Akidah  

BENARKAH ALLAH DI ATAS

Semua dalam fan tauhid pasti menjelaskan bahwa Allah mempunyai dua puluh sifat diantaranya sifat Qiyamuhu bi-nafsihi  walaupun masih ada perbedaan antara para ulama dalam sifat maknawiyah, bahkan sifat-sifat yang dimiliki Allah bukan hanya sifat yang dua puluh itu saja tapi Allah mempunyai 99 sifat yang  diistilahkan dengan asmaul husna.

   Namun jika melihat dari banyaknya amaliah kita sehari-hari pasti tidak terlepas dari berdoa, takbir dan semacamnya, tapi anehnya ketika kita berdoa telapak tangan kita dihadapkan ke atas sejajar dengan bahu bahkan sampai melebihi dari kepala. Apakah itu menandakan bahwa Allah berada di atas?.

   Dalam kitab-kitab aqidah sudah disusun rapi oleh ulama-ulama kita, diantaranya Imam Asy’ari, tentang sifat-sifat yang wajib dimiliki oleh Allah atau sebaliknya, mulai dari sifat wujud misalnya yang artinya Allah itu ada, sampai sifat yang terakhir yakni mutakalliman.

   Maka dari itu kami akan menjelaskan melalui sifat wajib kepada Allah yaitu sifat qiyamuhu binafsihi.

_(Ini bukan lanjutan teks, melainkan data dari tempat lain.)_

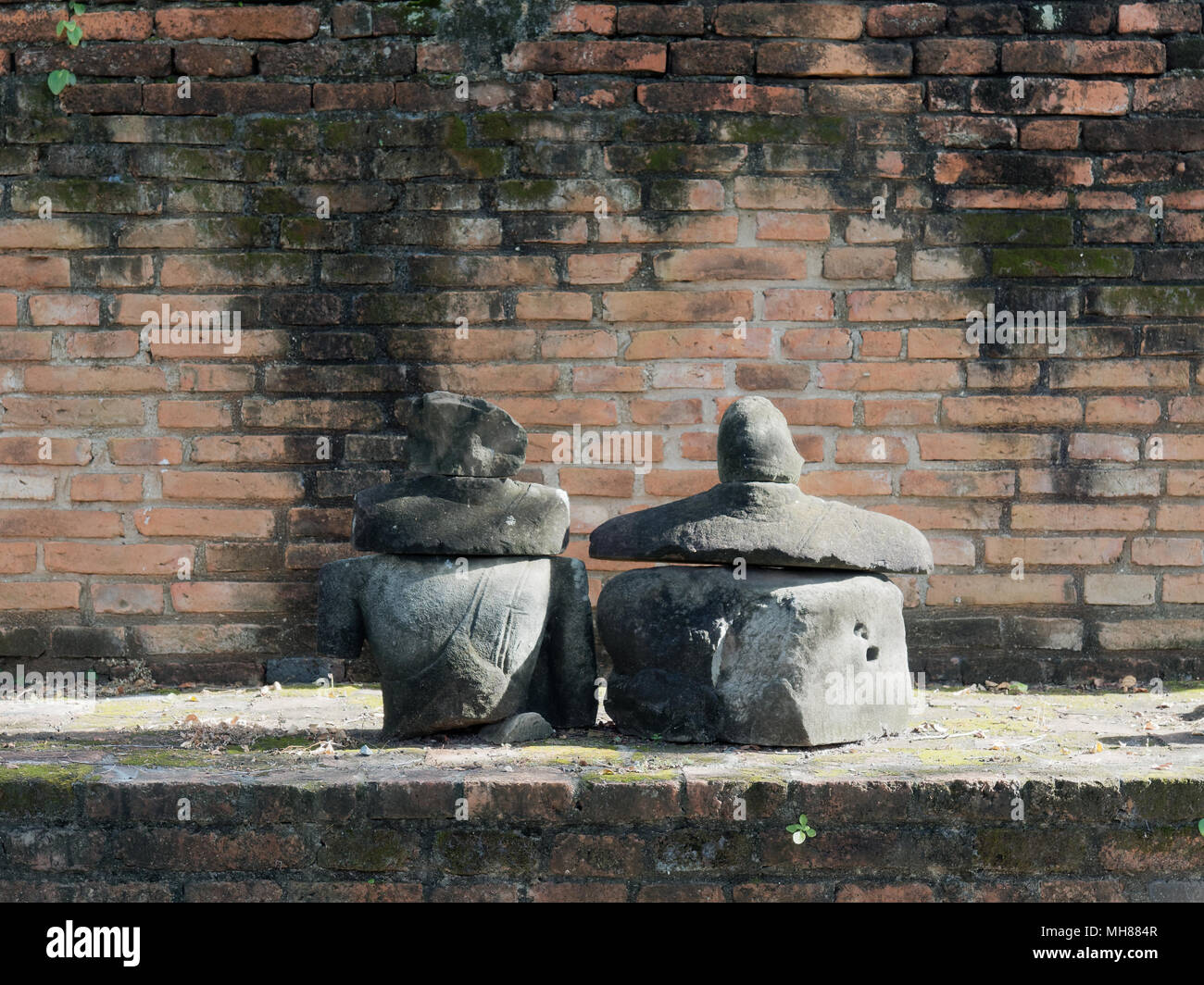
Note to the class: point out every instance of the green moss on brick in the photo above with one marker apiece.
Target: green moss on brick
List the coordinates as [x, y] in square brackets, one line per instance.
[528, 192]
[1071, 261]
[782, 131]
[481, 161]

   Qiyamuhu bi-nafsihi ialah, Allah tidak butuh pada tempat dan sosok pencipta, karena bila Allah butuh pada tempat maka Allah disebut sifat, bila Allah butuh pada sosok pencipta maka Allah di sebut hadits (sesuat yang baru adanya), sesuai dengan perkataan syaikh Ibrahim al-Laqoni dalam kitabnya.

القيام بالنفس ومعناه انه تعالى لايفتقر الى محل ولامخصص والدليل على ذالك انه لو احتاج الى محل لكان صفة وكونه صفة محال ولو احتاج الى مخصص لكان حادثا وكونه حادثا محال.

   “arti dari sifat Qiyamuhu binafsihi ialah, Allah tidak butuh pada tempat dan sosok penentu, adapun dalilnya bila Allah butuh pada tempat maka Allah dikatakan sifat, muhal Allah dikatakan sifat, bila Allah butuh pada sosok penentu maka Allah dikatakan baru, itu juga mustahil”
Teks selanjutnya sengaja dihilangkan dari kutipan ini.